Remarkably, a basic wealth maximization condition makes this system quite similar to the real world. Now that we have a sandbox that works quite like the real world, we can ask some questions, introduce certain changes and see what the results are.

Is the world really a zero sum game?
Can the poor actually carry out their wealth maximization objective?
Would forcibly removing the wealth maximization objective lead to prosperity?

Sunday, May 13, 2012

Is economic inequality inevitable?

"The Utopian scheme of leveling [wealth distribution] and a community of goods, are as visionary and impractical as those which vest all property in a crown. These ideas are arbitrary, despotic, and in our government, unconstitutional" - Samuel Adams

Study after study has shown that wealth and income distributions across countries and and cultures follow similar power law functions for the wealthy and log-normal distributions for the rest. In simple English: There are usually a few wealthy people and many poor.

In the US the wealthiest 5% have over 50% of the wealth (the wealthiest 1% have one third of the wealth while the poorest 40% hold just 4% of the wealth). In the UK, the wealthiest 5% have over 40% of the wealth and in India they have 38% of the wealth. This pattern holds even if you look within certain age groups or demographics. And it's been repeating itself through history.

Excavations in the ancient Egyptian city Akhetaten, which was populated for a short period during the 14th century BC, yielded a distribution of the house areas. Assuming that the house area is a measure of the wealth of its inhabitants, we find the same type of wealth distributions existed in the 14th century BC.

A study of the wealth and income distribution at the height of the Roman Empire in the 2nd century had the same type of distribution (and used wheat equivalents as the hypothetical currency).

Another study of the distribution of wealth in the medieval Hungarian aristocratic society around the year 1550 again found the same type of power-law based wealth distribution.
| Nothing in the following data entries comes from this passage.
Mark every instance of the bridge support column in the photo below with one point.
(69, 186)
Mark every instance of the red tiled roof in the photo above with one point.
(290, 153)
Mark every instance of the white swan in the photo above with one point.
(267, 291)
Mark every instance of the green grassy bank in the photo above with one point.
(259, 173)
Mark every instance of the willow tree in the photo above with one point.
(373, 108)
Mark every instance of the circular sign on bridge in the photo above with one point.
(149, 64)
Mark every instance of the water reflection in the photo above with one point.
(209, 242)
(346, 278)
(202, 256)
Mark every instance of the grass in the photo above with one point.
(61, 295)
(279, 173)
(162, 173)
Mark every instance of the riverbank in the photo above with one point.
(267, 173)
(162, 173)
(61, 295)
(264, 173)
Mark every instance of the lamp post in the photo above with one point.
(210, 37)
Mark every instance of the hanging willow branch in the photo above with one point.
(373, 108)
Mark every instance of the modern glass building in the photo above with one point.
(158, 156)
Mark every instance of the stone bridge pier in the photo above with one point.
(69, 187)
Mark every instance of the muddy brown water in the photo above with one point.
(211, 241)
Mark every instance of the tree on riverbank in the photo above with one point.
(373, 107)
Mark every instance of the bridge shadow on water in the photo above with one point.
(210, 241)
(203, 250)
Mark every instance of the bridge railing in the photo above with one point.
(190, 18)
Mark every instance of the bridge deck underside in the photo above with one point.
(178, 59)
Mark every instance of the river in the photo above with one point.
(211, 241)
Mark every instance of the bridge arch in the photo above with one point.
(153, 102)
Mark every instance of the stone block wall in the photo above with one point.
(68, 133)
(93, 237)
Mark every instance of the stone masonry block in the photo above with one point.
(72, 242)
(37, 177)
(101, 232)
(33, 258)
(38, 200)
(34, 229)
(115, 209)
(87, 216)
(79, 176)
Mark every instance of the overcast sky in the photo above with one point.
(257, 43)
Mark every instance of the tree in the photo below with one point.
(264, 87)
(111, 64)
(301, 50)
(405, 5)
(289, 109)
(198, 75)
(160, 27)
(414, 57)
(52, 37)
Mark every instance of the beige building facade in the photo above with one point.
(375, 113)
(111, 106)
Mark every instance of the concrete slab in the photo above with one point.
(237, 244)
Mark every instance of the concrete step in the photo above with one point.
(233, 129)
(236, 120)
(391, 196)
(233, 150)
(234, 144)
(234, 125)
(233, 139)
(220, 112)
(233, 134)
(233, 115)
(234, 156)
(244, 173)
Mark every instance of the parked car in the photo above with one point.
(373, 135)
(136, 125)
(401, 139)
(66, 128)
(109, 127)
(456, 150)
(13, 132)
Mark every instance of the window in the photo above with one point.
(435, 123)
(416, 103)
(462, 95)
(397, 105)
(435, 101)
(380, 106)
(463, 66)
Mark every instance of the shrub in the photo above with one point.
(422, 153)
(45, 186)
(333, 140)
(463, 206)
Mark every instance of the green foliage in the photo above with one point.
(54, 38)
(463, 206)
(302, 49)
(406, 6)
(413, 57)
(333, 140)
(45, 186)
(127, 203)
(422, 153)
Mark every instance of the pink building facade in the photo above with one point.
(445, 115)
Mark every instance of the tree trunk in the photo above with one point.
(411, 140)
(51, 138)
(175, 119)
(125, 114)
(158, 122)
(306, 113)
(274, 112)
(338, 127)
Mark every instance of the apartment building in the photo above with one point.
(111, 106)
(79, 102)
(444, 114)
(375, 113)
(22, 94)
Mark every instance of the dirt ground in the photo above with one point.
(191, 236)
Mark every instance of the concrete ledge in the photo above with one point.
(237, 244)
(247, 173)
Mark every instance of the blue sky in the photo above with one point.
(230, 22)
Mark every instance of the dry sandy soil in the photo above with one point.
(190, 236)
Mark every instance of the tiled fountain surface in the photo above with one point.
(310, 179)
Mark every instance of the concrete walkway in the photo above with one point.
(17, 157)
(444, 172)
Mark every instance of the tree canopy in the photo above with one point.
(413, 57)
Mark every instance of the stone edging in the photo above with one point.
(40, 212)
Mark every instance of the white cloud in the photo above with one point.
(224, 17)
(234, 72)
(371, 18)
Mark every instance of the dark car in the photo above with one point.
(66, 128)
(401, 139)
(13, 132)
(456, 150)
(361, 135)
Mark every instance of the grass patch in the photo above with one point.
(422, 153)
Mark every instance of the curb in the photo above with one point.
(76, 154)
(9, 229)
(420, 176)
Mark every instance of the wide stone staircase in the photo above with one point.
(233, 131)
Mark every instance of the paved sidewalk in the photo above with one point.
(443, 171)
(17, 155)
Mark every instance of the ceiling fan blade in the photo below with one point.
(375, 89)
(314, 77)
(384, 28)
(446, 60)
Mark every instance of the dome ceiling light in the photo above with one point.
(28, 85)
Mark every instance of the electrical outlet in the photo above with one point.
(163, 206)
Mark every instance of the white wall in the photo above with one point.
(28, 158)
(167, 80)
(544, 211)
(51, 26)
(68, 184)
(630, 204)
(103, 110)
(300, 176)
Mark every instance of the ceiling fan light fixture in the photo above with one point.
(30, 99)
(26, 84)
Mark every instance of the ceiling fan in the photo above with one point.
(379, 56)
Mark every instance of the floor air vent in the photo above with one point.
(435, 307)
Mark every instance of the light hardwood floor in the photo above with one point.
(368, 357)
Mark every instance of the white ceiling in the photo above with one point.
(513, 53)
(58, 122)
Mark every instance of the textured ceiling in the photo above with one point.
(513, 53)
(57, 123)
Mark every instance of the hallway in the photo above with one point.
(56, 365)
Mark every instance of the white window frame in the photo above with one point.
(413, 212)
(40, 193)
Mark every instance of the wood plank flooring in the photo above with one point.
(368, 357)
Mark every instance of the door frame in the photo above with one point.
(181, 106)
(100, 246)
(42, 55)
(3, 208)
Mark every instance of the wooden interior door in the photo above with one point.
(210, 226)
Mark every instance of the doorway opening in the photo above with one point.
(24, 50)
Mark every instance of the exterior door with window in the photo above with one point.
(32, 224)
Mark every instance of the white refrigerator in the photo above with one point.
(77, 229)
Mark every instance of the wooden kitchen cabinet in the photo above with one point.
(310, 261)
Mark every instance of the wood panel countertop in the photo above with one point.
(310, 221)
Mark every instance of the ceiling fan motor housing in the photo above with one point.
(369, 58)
The study assumed the wealth of a noble family was based on the amount of land and serf families that they owned.

In 1906, Italian economist, Vilfredo Pareto observed that 80% of the land in Italy was owned by the 20% of the population. He then carried out surveys on a variety of other countries and found to his surprise that a similar distribution applied. This is now known as the Pareto Principle or 80/20 rule. (Pareto supposedly also observed that 20% of the pea-pods in his garden contained 80% of the peas.)

This type of wealth distribution appears repeatedly throughout our history and continuous to occur even today - like an natural law that is invisible, but acting around each one of us right now.  While the Egyptian civilizations didn't survive, the Roman Empire fell and the medieval times ended, each left behind evidence that this natural law was active during their time. What makes this natural law work? What are the structural elements and interactions, the physics, behind it?

Can it be influenced or is it inevitable?